The American studios, for their part, net between 8 and 12 percent from these tax-shelter deals--a sum that amounts to several hundred million dollars each year. Since the movie studios do not give up any actual rights or control over their movies, it is "money for nothing," as one Paramount executive explained, adding that his studio made between $70 and $90 million from these tax shelters in 2003 (more than it made on all its movie releases combined.

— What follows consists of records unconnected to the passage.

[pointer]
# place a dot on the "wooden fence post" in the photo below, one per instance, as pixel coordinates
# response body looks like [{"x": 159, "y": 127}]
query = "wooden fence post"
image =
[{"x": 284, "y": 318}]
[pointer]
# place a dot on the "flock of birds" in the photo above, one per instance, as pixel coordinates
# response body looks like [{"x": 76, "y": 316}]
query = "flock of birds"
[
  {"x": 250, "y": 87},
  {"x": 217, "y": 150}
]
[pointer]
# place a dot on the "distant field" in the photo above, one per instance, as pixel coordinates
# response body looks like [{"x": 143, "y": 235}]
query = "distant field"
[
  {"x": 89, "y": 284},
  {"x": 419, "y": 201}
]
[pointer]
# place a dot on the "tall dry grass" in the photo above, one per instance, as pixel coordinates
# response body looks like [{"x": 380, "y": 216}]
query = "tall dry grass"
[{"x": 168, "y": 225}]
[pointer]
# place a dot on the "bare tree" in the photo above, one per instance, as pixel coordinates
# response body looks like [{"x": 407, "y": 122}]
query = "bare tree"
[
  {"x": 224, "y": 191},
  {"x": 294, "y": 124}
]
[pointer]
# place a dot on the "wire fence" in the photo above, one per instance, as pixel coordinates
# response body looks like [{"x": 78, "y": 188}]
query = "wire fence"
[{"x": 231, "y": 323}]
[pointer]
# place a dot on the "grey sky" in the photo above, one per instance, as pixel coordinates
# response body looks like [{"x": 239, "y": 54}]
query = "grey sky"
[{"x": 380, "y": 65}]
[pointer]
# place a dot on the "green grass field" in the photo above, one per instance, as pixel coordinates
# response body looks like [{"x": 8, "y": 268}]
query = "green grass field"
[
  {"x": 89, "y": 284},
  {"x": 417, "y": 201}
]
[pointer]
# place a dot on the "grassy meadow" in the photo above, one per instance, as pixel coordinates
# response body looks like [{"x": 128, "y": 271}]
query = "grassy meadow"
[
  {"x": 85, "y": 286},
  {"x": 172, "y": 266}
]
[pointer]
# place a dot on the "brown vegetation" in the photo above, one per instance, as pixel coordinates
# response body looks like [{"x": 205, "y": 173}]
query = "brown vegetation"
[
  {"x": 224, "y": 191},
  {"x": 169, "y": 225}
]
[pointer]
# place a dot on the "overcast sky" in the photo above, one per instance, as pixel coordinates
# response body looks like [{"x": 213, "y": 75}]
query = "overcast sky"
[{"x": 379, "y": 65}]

The beauty of the German tax code, as far as Hollywood is concerned, is that unlike tax laws in other countries, it does not require films to be shot locally or to employ local actors or personnel. It simply requires that the film be produced by a German company that owns its copyright and shares in its future profits. These requirements have proved child’s play for the savvy legal minds of Hollywood. First, a German tax-shelter fund invests in a German corporate shell. The shell, in turn, buys the copyright for a movie and the right to produce it. Simultaneously, the shell leases the copyright back to the studio and enters into a Production Service Agreement and a Distribution Service Agreement to authorize the studio to produce and distribute the movie. Next, completing the fiction, the studio pays the corporate shell a “minimum advance” in lieu of any actual participation in the movie’s earnings or ancillary rights. In the eyes of German tax authorities, this satisfies the requirement that the German corporation enjoy a share of profits. Finally, at some point, the studio exercises its option to buy back the copyright--and, presto, the German connection with the film, which only ever existed on paper, is nullified. And, of course, since the German corporation paid more for the initial copyright than it ever makes back for it, the studio is guaranteed a profit.

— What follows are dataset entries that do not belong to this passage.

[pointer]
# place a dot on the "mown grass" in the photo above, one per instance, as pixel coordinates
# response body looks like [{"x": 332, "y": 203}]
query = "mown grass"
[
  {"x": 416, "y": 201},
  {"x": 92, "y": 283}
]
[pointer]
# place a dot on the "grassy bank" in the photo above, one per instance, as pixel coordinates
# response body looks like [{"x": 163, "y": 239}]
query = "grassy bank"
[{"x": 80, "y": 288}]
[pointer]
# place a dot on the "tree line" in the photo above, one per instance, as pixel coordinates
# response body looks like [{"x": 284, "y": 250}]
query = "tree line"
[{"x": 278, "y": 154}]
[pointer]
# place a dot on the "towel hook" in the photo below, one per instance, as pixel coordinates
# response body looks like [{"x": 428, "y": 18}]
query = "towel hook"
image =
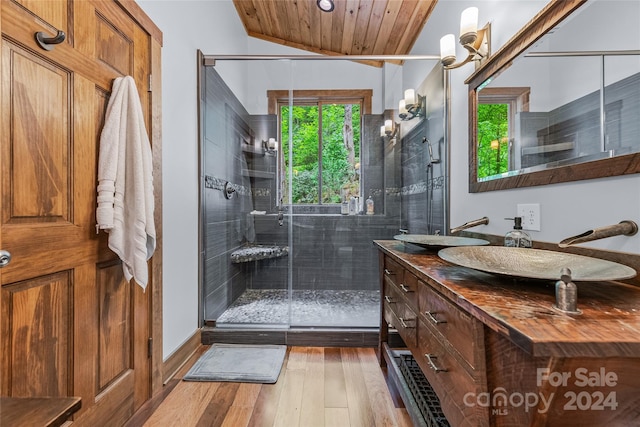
[{"x": 47, "y": 42}]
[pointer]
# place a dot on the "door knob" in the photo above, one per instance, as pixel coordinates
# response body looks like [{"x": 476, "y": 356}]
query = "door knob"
[{"x": 5, "y": 258}]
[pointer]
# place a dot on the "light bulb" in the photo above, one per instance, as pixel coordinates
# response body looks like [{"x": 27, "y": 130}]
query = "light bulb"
[{"x": 469, "y": 25}]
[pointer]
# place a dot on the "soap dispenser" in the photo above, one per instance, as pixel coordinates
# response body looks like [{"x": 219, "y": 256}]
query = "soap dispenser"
[{"x": 517, "y": 238}]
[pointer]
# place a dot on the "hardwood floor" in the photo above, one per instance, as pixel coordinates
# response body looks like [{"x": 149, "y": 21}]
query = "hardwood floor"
[{"x": 318, "y": 386}]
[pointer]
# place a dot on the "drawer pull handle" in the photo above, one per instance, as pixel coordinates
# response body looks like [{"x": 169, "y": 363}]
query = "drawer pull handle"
[
  {"x": 404, "y": 325},
  {"x": 430, "y": 358},
  {"x": 404, "y": 288},
  {"x": 432, "y": 317}
]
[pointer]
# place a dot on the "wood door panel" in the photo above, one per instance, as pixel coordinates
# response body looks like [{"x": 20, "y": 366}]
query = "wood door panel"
[
  {"x": 35, "y": 155},
  {"x": 68, "y": 317},
  {"x": 37, "y": 342},
  {"x": 114, "y": 356},
  {"x": 55, "y": 14},
  {"x": 113, "y": 47}
]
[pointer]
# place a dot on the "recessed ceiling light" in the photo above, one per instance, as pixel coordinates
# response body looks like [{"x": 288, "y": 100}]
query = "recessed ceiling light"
[{"x": 325, "y": 5}]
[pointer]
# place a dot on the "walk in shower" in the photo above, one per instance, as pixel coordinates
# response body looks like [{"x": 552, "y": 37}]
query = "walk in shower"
[{"x": 278, "y": 252}]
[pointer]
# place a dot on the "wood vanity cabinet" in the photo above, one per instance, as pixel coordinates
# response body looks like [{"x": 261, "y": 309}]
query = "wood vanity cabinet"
[{"x": 497, "y": 354}]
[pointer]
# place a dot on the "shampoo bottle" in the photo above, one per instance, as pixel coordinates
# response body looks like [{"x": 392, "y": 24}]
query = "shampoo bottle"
[
  {"x": 517, "y": 237},
  {"x": 369, "y": 204}
]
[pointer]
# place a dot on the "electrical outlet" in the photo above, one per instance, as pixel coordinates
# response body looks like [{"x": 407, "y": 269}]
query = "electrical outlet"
[{"x": 530, "y": 214}]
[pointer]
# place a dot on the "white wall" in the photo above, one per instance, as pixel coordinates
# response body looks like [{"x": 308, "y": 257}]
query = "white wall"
[
  {"x": 214, "y": 27},
  {"x": 566, "y": 209}
]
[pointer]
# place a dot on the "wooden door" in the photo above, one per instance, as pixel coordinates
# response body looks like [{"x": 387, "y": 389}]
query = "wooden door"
[{"x": 70, "y": 323}]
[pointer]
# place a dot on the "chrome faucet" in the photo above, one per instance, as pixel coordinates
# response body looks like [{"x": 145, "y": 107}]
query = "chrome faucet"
[
  {"x": 624, "y": 228},
  {"x": 475, "y": 222}
]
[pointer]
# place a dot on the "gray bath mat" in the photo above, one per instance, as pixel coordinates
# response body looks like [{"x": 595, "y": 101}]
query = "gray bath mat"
[{"x": 239, "y": 363}]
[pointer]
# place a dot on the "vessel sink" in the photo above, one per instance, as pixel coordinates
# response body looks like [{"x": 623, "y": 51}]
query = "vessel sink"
[
  {"x": 535, "y": 263},
  {"x": 435, "y": 241}
]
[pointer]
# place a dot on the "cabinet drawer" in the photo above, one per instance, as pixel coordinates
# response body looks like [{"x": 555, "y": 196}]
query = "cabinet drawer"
[
  {"x": 393, "y": 305},
  {"x": 449, "y": 379},
  {"x": 409, "y": 289},
  {"x": 463, "y": 332},
  {"x": 404, "y": 320},
  {"x": 392, "y": 271}
]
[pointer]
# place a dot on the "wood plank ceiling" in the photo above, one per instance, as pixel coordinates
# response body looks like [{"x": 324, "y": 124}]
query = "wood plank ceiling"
[{"x": 354, "y": 27}]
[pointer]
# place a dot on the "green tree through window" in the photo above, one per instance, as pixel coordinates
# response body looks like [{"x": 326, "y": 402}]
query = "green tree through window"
[
  {"x": 493, "y": 139},
  {"x": 325, "y": 152}
]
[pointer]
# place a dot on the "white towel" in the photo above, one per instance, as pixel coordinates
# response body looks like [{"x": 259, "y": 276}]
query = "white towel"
[{"x": 125, "y": 183}]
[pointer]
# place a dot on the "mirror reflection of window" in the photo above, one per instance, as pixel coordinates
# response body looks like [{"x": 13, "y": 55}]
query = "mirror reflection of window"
[
  {"x": 584, "y": 80},
  {"x": 498, "y": 110}
]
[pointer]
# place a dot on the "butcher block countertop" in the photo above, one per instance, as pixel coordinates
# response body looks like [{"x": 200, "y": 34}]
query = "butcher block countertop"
[{"x": 521, "y": 310}]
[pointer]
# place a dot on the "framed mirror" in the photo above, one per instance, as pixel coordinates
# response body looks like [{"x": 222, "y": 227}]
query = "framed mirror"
[{"x": 560, "y": 101}]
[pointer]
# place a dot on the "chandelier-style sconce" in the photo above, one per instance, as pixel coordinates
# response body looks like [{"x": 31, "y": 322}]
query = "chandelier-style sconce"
[
  {"x": 476, "y": 41},
  {"x": 390, "y": 129},
  {"x": 411, "y": 106}
]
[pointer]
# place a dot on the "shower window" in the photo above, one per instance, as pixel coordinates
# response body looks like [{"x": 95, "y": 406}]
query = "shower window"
[{"x": 325, "y": 131}]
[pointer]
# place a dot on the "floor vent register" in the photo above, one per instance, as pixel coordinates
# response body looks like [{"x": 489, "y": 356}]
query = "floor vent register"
[{"x": 422, "y": 392}]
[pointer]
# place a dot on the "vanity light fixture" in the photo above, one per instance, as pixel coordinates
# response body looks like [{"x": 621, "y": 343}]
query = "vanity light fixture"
[
  {"x": 476, "y": 41},
  {"x": 390, "y": 129},
  {"x": 325, "y": 5},
  {"x": 411, "y": 106}
]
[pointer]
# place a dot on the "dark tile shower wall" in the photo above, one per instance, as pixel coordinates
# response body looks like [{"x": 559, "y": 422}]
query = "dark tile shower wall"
[
  {"x": 328, "y": 251},
  {"x": 225, "y": 227},
  {"x": 423, "y": 194},
  {"x": 579, "y": 122}
]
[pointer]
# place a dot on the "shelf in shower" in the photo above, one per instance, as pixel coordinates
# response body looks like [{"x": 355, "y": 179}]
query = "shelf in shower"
[
  {"x": 258, "y": 252},
  {"x": 252, "y": 173}
]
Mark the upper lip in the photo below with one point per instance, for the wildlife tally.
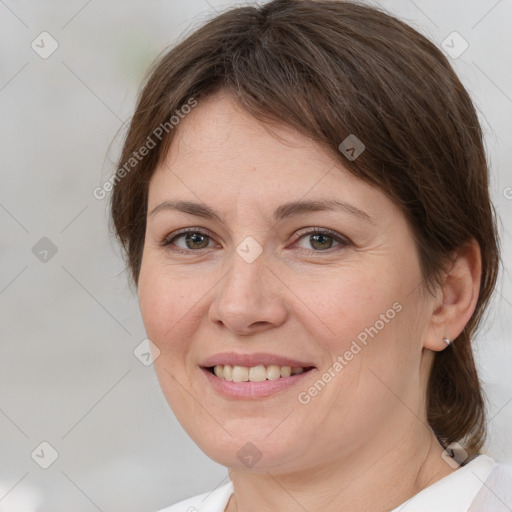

Consider the case of The Lord of the Rings: The Return of the King. A Munich-based tax-shelter fund, Hannover Leasing, had a corporate shell pay $150 million to New Line Cinemas for the movie’s copyright, which it simultaneously leased back to a New Line affiliate. It also entered into agreements for New Line to produce and distribute the movie. At the end of filming, New Line Cinemas paid the German company the agreed-upon minimum advance (which approximately equaled the interest on the initial investment) to honor the pretense that the Germans had participated in the profits. For engaging in these strictly paper transactions, New Line “earned” $16 million, a tidy “money-for-nothing” sum.

The studios have good reason not to talk about the skim they take from German tax shelters. If anyone were to look behind the curtain and see that the wizard is really just a bunch of American studios taking money from German tax shelters, the German treasury, which is the only real loser in this game, might well change the rules and take back the very real German money that makes the American illusion possible.